Later in the morning—I am grateful for the correction.
In considering the lawfulness of detention and a writ of habeas corpus, the High Court would undoubtedly apply the Hardial Singh principles. Given his remarks, I remind the noble Lord, Lord German, that those principles were established in that habeas corpus case, as I have already pointed out.
As the noble Lord, Lord Anderson, has set out, Amendments 71 and 72 seek to restrict the use of detention where there is a barrier that prevents the purpose of detention being carried out. The fear is that the provisions in Clause 11 will be used to extend detention indefinitely. This is simply not the case; the Bill does not provide for indefinite detention. Moreover, our aim is to ensure that people are not held in detention for any longer than is absolutely necessary. Circumstances can change in detention. Barriers are anticipated and, in many instances, can be resolved quickly with examination, decisions or removal still able to take place within a reasonable period. Where there is a significant and/or material change in a person’s circumstances, our policy is clear that detention must be reviewed. If it is considered that the anticipated period of detention is not reasonably necessary, the individual will be bailed.

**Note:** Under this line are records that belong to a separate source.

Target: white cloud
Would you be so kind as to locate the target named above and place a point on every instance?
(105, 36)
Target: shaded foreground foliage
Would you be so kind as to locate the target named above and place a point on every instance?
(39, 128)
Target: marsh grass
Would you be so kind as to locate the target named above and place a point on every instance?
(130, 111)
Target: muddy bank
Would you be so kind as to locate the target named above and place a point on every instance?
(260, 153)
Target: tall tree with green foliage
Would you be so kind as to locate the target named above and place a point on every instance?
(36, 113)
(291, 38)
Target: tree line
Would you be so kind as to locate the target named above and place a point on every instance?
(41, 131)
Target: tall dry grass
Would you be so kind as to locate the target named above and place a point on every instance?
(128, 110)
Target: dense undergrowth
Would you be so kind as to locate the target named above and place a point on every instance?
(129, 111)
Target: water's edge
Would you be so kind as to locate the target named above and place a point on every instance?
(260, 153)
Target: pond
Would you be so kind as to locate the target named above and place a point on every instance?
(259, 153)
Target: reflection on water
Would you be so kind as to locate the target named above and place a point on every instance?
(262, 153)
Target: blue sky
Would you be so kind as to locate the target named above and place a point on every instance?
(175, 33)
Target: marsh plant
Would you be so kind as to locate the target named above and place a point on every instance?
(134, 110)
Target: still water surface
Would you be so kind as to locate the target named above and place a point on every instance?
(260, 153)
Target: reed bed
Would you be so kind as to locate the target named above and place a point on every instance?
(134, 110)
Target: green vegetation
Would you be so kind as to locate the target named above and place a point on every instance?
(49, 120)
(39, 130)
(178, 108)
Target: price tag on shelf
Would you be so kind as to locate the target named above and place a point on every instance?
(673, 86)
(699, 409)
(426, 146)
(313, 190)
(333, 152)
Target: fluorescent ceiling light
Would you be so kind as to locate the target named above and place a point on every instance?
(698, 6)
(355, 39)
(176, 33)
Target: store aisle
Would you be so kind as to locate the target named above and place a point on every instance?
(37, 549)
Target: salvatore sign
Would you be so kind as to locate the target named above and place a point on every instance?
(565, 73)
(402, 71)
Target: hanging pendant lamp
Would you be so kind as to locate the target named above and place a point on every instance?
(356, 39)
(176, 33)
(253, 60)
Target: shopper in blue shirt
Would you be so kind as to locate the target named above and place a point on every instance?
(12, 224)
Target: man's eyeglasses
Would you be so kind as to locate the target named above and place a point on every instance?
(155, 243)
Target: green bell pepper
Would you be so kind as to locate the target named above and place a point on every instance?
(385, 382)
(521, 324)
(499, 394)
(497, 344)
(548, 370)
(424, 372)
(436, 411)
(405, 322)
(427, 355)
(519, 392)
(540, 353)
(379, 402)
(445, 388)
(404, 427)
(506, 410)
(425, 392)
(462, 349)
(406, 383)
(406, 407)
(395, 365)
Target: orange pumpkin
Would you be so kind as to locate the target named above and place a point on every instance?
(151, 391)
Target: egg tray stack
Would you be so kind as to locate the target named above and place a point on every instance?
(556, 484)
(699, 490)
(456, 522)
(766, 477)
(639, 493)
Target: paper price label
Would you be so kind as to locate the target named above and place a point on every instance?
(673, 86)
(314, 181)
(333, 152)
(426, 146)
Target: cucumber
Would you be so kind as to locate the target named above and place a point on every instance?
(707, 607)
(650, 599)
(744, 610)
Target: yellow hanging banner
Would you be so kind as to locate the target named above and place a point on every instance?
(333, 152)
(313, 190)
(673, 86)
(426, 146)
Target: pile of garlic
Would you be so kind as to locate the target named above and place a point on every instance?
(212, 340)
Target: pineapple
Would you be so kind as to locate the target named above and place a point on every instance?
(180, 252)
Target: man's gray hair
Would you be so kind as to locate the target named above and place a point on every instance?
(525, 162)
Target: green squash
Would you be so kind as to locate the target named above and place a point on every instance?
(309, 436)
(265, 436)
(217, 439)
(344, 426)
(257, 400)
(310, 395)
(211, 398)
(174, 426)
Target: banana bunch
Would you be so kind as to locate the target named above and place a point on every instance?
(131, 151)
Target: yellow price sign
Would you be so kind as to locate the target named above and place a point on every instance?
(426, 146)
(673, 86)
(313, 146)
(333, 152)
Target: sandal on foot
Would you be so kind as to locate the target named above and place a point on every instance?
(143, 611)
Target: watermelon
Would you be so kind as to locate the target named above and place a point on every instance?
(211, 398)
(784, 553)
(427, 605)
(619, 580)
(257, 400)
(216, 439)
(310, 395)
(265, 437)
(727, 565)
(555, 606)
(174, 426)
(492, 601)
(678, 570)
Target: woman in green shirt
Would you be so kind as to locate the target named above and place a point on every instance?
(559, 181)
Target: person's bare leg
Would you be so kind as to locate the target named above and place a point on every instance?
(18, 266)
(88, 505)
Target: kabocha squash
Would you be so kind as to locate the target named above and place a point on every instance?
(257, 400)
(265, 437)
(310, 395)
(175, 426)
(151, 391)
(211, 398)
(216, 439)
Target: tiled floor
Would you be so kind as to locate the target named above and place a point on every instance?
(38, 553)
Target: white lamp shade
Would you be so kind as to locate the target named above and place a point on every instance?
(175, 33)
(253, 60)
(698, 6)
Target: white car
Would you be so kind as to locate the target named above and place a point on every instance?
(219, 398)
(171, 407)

Amendment 71A tabled by the noble Lord, Lord German, probes whether detention for the purpose of making arrangements for release is permissible under Article 5 of the European Convention on Human Rights. The Government’s position, as set out in our published ECHR memorandum, is that giving a discretionary power to the Secretary of State to detain an individual for a period that is reasonably necessary to enable arrangements for the person’s release is Article 5 compliant. It is a matter of common sense that it may be necessary to detain an individual for a short period of time to make practical arrangements for their release from detention. In accordance with Article 5, an individual will be able to challenge the lawfulness of their detention via the courts at all points of their detention, either via an application for a writ of habeas corpus, via judicial review or via an application for bail to the First-tier Tribunal after the first 28 days of detention have elapsed.

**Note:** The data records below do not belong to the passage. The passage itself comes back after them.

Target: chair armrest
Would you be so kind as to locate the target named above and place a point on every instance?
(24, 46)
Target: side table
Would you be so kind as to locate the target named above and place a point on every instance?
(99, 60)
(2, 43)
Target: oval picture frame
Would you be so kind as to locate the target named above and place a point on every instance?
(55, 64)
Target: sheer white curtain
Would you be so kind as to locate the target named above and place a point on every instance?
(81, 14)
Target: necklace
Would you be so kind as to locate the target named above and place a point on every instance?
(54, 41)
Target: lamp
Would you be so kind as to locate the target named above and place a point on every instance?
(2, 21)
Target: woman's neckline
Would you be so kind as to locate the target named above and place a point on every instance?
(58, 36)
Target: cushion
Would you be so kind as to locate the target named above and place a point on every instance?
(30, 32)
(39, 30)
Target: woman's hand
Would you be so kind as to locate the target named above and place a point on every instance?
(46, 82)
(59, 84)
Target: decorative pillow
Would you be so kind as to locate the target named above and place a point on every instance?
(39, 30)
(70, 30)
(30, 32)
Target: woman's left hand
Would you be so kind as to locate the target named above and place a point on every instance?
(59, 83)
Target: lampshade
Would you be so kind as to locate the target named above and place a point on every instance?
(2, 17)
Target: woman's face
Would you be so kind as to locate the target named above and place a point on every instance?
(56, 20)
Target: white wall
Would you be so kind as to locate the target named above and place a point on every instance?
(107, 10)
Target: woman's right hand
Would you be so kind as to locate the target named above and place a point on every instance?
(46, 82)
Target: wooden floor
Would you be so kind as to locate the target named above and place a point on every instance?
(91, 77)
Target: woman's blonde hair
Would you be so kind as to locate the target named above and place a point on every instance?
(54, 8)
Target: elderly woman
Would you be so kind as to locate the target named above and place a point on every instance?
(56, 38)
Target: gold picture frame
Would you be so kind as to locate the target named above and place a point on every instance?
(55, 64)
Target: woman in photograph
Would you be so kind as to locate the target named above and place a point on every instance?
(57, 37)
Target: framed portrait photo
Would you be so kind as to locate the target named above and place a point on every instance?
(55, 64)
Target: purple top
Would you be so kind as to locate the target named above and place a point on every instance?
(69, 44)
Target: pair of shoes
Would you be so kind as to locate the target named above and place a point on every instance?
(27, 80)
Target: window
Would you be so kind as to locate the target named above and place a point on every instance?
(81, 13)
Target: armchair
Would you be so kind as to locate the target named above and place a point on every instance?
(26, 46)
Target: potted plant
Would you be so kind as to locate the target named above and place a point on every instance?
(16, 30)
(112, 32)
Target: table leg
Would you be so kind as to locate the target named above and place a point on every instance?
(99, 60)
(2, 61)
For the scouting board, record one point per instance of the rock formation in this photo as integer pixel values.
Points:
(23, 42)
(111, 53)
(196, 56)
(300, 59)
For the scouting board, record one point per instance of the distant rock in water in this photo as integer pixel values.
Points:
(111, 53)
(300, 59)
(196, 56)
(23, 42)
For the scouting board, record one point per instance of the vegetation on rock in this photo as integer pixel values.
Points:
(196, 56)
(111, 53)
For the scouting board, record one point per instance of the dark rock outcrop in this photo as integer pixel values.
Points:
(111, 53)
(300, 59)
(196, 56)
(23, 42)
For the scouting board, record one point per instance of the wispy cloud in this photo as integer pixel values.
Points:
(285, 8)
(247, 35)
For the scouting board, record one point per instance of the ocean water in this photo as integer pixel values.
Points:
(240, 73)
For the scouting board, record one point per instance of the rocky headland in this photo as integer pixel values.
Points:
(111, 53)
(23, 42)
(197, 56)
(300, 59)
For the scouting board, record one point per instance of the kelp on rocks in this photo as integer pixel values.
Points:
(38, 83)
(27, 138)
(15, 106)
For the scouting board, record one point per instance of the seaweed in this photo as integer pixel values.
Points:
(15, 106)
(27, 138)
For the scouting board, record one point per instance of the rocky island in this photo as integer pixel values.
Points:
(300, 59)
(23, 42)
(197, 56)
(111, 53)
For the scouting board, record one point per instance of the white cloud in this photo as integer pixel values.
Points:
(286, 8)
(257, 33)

We continue to study the Constitution Committee’s report, and in preparing our full response we will take account of what has been said in this debate, but I do not accept the conclusion of the Constitution Committee that the detention provisions in the Bill are inappropriate. No doubt we will return to this at the next stage, by
which time we will aim to have responded formally to the Constitution Committee’s report. In the meantime, I invite the noble Lord to withdraw the amendment.